Giuseppe, seduto su uno sgabello con cuscino e suppedaneo, appoggia la
guancia destra sulla mano, meditando in atteggiamento perplesso e trasognato sul mistero in cui è
coinvolto. Il Bambinello è avvolto in fasce e adagiato in una greppia volutamente simile ad un
sarcofago, a significare che il Verbo ha assunto la carne umana proprio per affrontare e sconfigge102
re la morte. Il bue e l’asino si affacciano sulla mangiatoia e sembrano osservare Gesù, oltre che riscaldarlo. In cielo due angeli a mezzo busto, attorniati da numerose nuvole, adorano la scena. Sullo sfondo s’innalza un’onda piramidale di porpora, oro, verde, oro: è la montagna in cui si apre la
grotta della Natività, ma anche la linea di contatto fra il mondo terreno e il mondo celeste. La
scena inferiore riproduce l’annuncio dell’angelo a due pastori. L’angelo tiene uno scettro in una
mano mentre con l’altra benedice. I pastori, uno giovane e l’altro anziano, modestamente abbigliati, ricambiano il saluto dell’angelo con la mano alzata. Il paesaggio surreale è arricchito da
piante e animali da pascolo. Tre bande colorate (dal basso verso l’alto: porpora, verde, azzurro,
forse simbolo degli elementi terra, acqua, aria?) costituiscono lo sfondo delle due scene, e le raccordano graficamente. Una cornice a disegni geometrici policromi correda l’insieme.

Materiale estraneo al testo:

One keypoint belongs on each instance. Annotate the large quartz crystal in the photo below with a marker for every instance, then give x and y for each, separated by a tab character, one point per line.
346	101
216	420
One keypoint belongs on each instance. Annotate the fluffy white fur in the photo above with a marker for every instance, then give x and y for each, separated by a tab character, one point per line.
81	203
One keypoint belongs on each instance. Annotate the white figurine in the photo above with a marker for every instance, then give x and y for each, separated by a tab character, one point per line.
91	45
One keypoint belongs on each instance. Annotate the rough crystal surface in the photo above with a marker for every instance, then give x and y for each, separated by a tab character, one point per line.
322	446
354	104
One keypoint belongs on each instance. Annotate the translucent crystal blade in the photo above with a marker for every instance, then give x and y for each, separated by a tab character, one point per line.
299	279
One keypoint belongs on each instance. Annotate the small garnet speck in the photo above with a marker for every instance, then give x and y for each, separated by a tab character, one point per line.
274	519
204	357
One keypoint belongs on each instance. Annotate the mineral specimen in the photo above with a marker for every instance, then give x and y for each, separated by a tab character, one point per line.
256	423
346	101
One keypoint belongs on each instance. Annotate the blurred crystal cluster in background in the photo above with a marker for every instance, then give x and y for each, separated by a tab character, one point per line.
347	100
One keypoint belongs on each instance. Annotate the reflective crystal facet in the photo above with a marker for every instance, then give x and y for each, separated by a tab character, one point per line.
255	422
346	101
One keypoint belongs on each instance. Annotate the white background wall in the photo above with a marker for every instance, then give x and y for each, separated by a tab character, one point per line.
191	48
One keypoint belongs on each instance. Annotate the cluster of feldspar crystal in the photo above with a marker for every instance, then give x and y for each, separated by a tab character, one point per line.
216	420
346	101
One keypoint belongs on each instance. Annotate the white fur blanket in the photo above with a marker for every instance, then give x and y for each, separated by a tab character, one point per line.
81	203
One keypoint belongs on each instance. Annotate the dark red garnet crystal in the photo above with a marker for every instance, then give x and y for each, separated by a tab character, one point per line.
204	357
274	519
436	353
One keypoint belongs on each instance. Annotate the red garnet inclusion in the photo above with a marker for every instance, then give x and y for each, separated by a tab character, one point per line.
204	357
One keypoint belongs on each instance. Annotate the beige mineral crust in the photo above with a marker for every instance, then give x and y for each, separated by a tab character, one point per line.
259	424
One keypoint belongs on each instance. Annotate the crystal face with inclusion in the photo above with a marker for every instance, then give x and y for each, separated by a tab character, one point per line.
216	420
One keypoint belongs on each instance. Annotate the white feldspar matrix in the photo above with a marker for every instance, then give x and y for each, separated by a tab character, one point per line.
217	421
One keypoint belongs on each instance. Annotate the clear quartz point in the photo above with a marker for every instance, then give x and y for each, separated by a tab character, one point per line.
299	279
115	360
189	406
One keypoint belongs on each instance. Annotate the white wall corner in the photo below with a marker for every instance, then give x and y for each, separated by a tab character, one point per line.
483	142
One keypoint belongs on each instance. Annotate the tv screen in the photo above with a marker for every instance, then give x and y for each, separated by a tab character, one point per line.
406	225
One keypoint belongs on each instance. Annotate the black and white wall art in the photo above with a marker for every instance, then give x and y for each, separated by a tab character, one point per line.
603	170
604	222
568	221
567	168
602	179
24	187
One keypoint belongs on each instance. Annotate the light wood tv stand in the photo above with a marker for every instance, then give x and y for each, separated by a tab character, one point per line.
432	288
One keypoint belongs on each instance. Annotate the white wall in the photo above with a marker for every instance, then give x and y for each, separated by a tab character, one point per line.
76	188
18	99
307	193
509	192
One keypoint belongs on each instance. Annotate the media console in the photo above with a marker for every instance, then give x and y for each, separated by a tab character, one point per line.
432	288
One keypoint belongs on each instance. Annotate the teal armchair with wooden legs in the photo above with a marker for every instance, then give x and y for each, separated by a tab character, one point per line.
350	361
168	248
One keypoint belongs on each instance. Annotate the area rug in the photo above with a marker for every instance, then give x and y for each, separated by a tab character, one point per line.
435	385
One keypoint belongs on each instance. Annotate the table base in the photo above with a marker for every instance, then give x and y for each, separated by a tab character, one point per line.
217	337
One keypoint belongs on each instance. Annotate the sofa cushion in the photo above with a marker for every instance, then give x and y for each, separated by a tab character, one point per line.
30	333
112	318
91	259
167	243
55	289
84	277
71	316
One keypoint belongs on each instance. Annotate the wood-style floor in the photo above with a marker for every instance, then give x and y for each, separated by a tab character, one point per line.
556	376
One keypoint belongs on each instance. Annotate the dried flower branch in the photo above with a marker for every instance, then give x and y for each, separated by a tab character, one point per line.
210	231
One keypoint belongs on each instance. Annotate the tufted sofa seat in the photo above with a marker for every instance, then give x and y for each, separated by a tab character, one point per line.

La Pentecoste (p. 15). I Dodici sono disposti su due file; assente la Vergine
Maria. Al centro, in posizione di autorità e facilmente identificabile perché
conforme ai canoni iconografici consueti, è Pietro, il “principe degli apostoli” (non si dimentichi che il pellegrinaggio penitenziale dell’imperatore
Enrico IV a Canossa avvenne nel 1077 e il manoscritto è databile intorno
al 1070: sono gli anni della «lotta per le investiture»). Alla destra di Pietro
è Giovanni, il “discepolo prediletto”, giovane e senza barba; alla sua sinistra
verosimilmente Andrea, il Protòklitos o “primo chiamato” (cfr Gv 1,40-43),
secondo la definizione della Chiesa bizantina, di cui è patrono: anche in
questo caso non si dimentichi l’importanza dei rapporti tra Roma e l’Oriente all’indomani dello
scisma (1054). Più controversa l’identificazione degli altri apostoli, seduti in nobili vesti su una
panca simile ad un trono con suppedaneo gemmato. Le loro aureole compongono quasi una banda dorata orizzontale che scandisce in due la composizione. La parte superiore dell’immagine raffigura la città di Gerusalemme, con mura merlate, torri a campanile e due portali sormontati da
lanterne. Sopra la città, disegnata su sfondo verde, si innalza il cielo, animato da numerose nuvole
mosse dal vento. Al centro svetta una semisfera policroma composta da nove strati (tre volte tre, il
mistero Trinitario), dalla quale si dipartono dodici raggi terminanti con fiammelle di fuoco e la
colomba dello Spirito Santo, riccamente aureolata. La cornice è particolarmente pregevole: definita da due vivaci strisce di minio, una ghirlanda floreale color porpora è avvolta da un nastro verde
e azzurro.
La tomba vuota (p. 104). Al centro della scena domina il vuoto dell’edificio sepolcrale, rappresentato come un monumento esagonale che poggia
su colonne (se ne vedono solo tre) e con una cupola formata di sei vele
tondeggianti. Subito sotto, il sepolcro è scoperchiato e contiene ormai
solo le fasce che hanno avvolto il corpo di Cristo e il sudario per il volto,
arrotolato a parte. Sulla destra l’angelo, potentemente alato ma solidamente seduto sulla lastra (ora ribaltata) che sigillava il sepolcro, tiene lo
scettro in mano e benedice le donne che arrivano dalla sinistra. Le tre
Marie portano in mano un turibolo con catene e vasetti con aromi e unguenti profumati (nella tradizione orientale sono dette «mirofore», “portatrici del myron” o
“olio profumato”) per onorare il corpo del Signore. L’interno del monumento funebre, come
pure le pareti interne del sepolcro e della lastra tombale, sono raffigurati come se fossero di
porfido (porpora e macchioline bianche). In primo piano quattro soldati, inutilmente armati di
lance e scudi perché colti da profondo torpore, simboleggiano con i loro occhi vistosamente
chiusi la cecità del non credente dinanzi al mistero pasquale. Anche in questo caso lo sfondo è
a tre zone (stavolta porpora in alto, poi azzurro, e in basso, coperto quasi totalmente dalle figure, ocra) e una ricca cornice guarnisce l’immagine.